Five key takeaways from the U.S. midterm elections
Published Wednesday, November 7, 2018 8:46AM EST
Last Updated Wednesday, November 7, 2018 10:47AM EST
There was no shortage of storylines in Tuesday’s U.S. midterm elections.
From a new distribution of power in Washington, to history-making elections in several parts of the country, it was a day with the potential to reshape American politics for some time to come.
Voters across the country also voiced their opinions on a total of 155 ballot measures, some of which could have a significant impact in their states.
Here is a look at five of the most notable outcomes of the midterms.
The 116th U.S. Congress will be the first to include a Muslim woman or a native American woman. In fact, it will have two of each.
Ilhan Omar won a resounding victory in Minnesota’s 5th District, as did Rashida Tlaib in Michigan’s 13th District. They will be the first female Muslim representatives in Congress.
Likewise, voters elected two native American women to Congress for the first time ever. New Mexico’s Deb Haaland and Sharice Davids of Kansas will be the first Congressional representatives to identify as Native American women.
Meanwhile, Colorado Governor-elect Jared Polis was the first openly gay governor to be elected in the United States.
All five are Democrats.
Michigan goes to pot
Michigan became the 10th state to allow recreational use of pot, with a ballot measure on the issue seeing voters in favour of legalizing the drug.
People aged 21 or older will be able to buy and use the drug in Michigan.
A similar proposal in North Dakota was voted down.
Elsewhere, voters in Missouri and Utah opted to legalize medicinal marijuana, bringing the total number of states doing so to 32.
Goodbye greyhounds; hello higher wages
Ballot measures were part of the midterm elections in 37 states, with voters in many jurisdictions making important decisions about everything from LGBT rights to the minimum wage.
Voters in Massachusetts upheld a law banning discrimination against transgender people, while a vote in Florida resulted in the state banning betting on greyhound races as of 2021.
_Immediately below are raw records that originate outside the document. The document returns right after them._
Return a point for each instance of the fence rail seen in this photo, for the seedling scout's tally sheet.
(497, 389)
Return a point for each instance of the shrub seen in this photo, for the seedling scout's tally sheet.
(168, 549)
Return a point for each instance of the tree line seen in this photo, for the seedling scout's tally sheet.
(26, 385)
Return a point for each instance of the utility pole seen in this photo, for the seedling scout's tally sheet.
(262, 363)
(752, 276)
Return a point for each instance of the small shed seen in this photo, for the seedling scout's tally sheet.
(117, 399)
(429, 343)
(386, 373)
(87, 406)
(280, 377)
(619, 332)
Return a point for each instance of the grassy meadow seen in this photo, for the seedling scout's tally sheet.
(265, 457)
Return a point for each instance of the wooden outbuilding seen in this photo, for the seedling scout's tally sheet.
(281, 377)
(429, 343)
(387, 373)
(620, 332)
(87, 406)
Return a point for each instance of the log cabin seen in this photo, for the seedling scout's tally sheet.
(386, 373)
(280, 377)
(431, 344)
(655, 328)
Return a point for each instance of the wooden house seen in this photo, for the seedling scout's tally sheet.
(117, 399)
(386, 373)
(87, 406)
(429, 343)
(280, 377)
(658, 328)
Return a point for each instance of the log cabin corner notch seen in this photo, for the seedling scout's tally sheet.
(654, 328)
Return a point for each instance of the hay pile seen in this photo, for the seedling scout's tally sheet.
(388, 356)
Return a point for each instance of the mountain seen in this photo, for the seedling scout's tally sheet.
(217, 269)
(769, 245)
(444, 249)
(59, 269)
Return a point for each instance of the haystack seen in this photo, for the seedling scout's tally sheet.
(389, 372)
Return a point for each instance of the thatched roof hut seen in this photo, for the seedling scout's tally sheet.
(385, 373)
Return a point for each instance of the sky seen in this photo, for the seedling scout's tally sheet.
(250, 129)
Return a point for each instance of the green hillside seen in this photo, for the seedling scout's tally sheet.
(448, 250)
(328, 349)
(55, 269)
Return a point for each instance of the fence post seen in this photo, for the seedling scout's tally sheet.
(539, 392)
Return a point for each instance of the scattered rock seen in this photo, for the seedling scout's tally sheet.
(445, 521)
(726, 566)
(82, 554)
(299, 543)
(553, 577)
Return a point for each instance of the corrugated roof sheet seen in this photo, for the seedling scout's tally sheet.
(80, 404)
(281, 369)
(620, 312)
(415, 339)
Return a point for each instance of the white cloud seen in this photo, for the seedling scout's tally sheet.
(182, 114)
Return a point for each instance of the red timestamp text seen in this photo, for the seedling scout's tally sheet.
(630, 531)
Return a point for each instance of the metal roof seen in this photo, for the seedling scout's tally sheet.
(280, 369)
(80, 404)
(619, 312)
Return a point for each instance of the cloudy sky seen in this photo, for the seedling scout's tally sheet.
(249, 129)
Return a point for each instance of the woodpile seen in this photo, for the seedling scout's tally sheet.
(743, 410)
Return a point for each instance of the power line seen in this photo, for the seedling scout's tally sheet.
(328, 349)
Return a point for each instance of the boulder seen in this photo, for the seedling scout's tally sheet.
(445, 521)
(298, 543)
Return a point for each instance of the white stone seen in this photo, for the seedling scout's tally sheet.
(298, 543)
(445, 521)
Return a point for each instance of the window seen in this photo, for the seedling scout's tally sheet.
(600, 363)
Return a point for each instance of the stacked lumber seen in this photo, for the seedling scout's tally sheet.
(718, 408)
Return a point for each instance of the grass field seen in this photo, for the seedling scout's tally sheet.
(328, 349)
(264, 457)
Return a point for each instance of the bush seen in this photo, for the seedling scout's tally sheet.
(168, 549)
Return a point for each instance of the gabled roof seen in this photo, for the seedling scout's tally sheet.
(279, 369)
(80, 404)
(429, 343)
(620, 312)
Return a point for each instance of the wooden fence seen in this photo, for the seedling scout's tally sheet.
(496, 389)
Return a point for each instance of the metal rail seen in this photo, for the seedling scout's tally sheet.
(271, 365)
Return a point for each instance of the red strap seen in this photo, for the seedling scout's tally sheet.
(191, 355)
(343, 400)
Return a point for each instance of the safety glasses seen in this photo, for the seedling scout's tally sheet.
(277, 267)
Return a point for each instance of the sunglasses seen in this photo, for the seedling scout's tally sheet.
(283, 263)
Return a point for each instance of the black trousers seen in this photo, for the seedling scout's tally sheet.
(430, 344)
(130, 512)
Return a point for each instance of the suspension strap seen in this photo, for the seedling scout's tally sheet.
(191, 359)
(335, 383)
Other ballot measures resulted in minimum wage increases, with the baseline to be set at $11 per hour by 2021 in Arkansas and hitting $12 per hour in Missouri by 2023.
In Ohio, voters turned down a proposal to make drug possession a lower class of crime. Proponents of reclassifying it as a misdemeanour had argued that it would reduce the number of people in the state’s prisons and free up funding for drug treatment programs.
Florida in flux
Often considered an important swing state in the national electoral picture – remember the disputed 2000 presidential election? – Florida once again played host to some election-night nail-biters.
The state’s senior Senator, Bill Nelson, lost to Republican challenger Rick Scott by fewer than 35,000 votes. By percentage, the vote split was 50.2 per cent for Scott and 49.8 per cent for Nelson.
The incumbent-less governor’s race was nearly as close, with Republican Ron DeSantis garnering 49.7 per cent of votes and Democrat Andrew Gillium landing 49 per cent. The two were separated by just over 55,000 of the more than eight million votes cast.
Florida’s electoral makeup could be in for another shift in the near future, as voters approved a ballot measure to restore voting rights for more than one million ex-felons. The measure’s approval means anyone who completes a sentence for a crime other than murder or sex offences will automatically have their ability to vote restored.
A new political reality
Through the first two years of his term, U.S. President Donald Trump was able to push most of his agenda through a friendly, Republican-controlled Congress.
While the Senate remains Republican, the House of Representatives now has a Democratic majority – meaning the Democrats will find themselves chairing important committees and having the ability to hold up Trump’s agenda.
However, because the Democrats’ majority is slim and party discipline is not nearly as strong in the U.S. as it is in Canada, some experts say it could be difficult for the party to consistently pass legislation with a unified voice.
Trump appeared unbothered by his party losing full control of Congress, tweeting that the midterms were a “tremendous success” and politicians could now “get back to work and get things done.”